Şimon onları kutsayıp çocuğun annesi Meryem’e şöyle dedi: “Bu çocuk, İsrail’de birçok kişinin düşmesine ya da yükselmesine yol açmak ve aleyhinde konuşulacak bir belirti olmak üzere belirlenmiştir. Senin kalbine de adeta bir kılıç saplanacak. Bütün bunlar, birçoklarının yüreğindeki düşüncelerin açığa çıkması için olacak.” Luka 2:34-35
“Senin kalbine de adeta bir kılıç saplanacak.” Doğru, değil mi? Aşağı yukarı 30 yıl sonra Meryem, çarmıha gerilmiş durumdaki oğlunun insanlar tarafından hor görülmesine, alay edilmesine ve hakarete uğramasına tanık olacaktı. Meryem’in, İsa’yı çarmıhta can çekişirken izlemektense kalbine bir kılıcın saplanmasını tercih edeceğinden eminim.
Fakat o gün, Meryem Şimon’un söylediklerini büyük dikkatle dinledi. Acaba Şimon gelecek olaylar hakkında bir şey mi biliyordu? Belki de. Dindar bir Yahudi kadın olarak, gelecek olan Mesih’le ilgili Eski Antlaşma’da yazılı peygamberlik bildirilerinden haberi vardı. Yeşaya 53 ve Mezmurlar 22 gibi bölümler pek de kulağa hoş gelmiyor, değil mi? “Acılar adamıydı, hastalığı yakından tanıdı,” “Beni ölüm toprağına yatırdın” gibi sözler. Meryem, bebeği kucağındayken geleceği düşündüğünde dehşete kapılıyor olmalıydı.
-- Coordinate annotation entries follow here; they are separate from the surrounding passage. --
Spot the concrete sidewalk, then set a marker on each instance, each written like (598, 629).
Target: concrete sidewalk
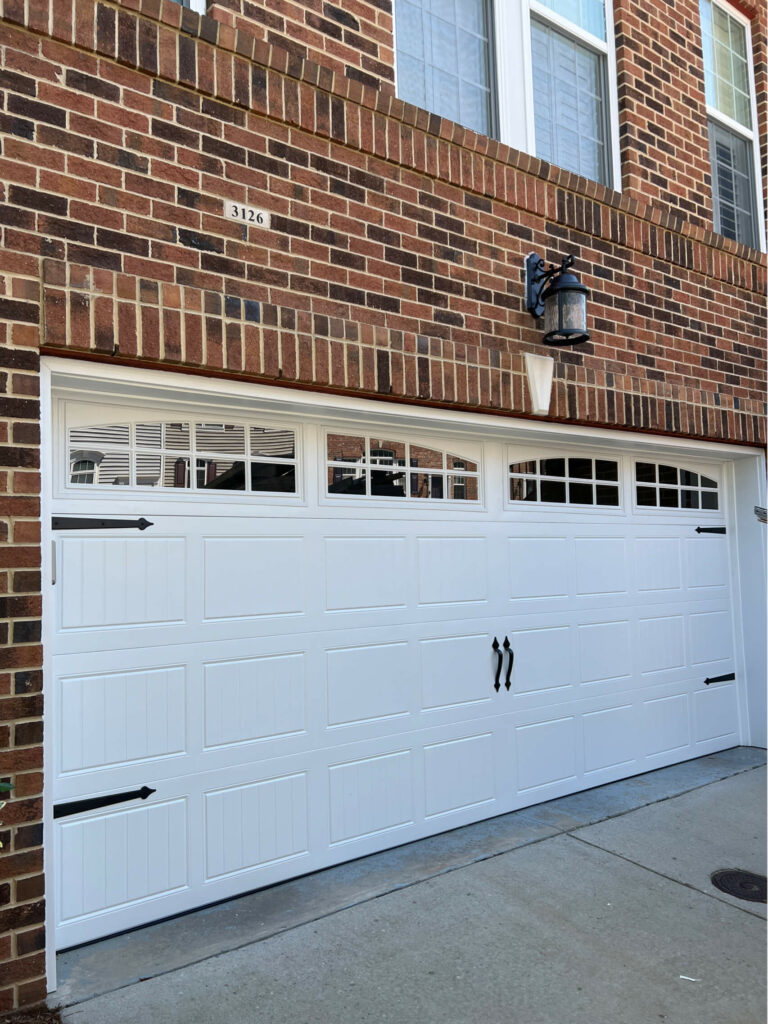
(573, 923)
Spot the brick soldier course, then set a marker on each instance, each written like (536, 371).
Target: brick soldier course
(392, 268)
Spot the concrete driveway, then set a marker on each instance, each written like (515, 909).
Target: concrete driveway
(613, 922)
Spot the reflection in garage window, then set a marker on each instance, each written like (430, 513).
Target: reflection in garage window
(379, 467)
(565, 481)
(225, 457)
(674, 487)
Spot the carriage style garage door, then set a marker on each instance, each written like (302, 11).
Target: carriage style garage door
(329, 640)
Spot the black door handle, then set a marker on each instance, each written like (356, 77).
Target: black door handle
(508, 646)
(500, 654)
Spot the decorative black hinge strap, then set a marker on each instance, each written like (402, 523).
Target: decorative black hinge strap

Meryem, İsa’yı can verirken görmek istemezdi. Fakat İsa da insan bedeninde dünyaya gelen Tanrı olarak Meryem’in yıkımını görmek istemiyordu. Ya da başka birimizin. Bizi yarattı; bizi seviyor. Şimdi istediği gibi sonsuza dek de yaşamamızı ister.
Bu yüzden de İsa Mesih kalbine saplanacak bir kılıç yerine böğrüne sokulan bir mızrağı yeğledi (Yuhanna 19:34). Bizi ölümden kurtarabilmek için bizim yerimize ölüme doğru cesaretle yürüdü. Bizler, çektiği eziyetleri anlamlı kılan “kendisini bekleyen sevinç” idik (İbraniler 12:2). Daha sonra da, bir daha hiç ölmemek üzere ölümden dirildi. Cennette ne kalbe saplanabilecek bir kılıç ne de bir mızrak olacak. Orada bizi sadece sonsuz hayat, sevinç ve mutluluk karşılayacak.
GÜNÜN DUASI: Rab Tanrı’m, kalbime bir kılıcın saplandığını hissettiğim zamanlar beni koru ve güçlendir. Amin.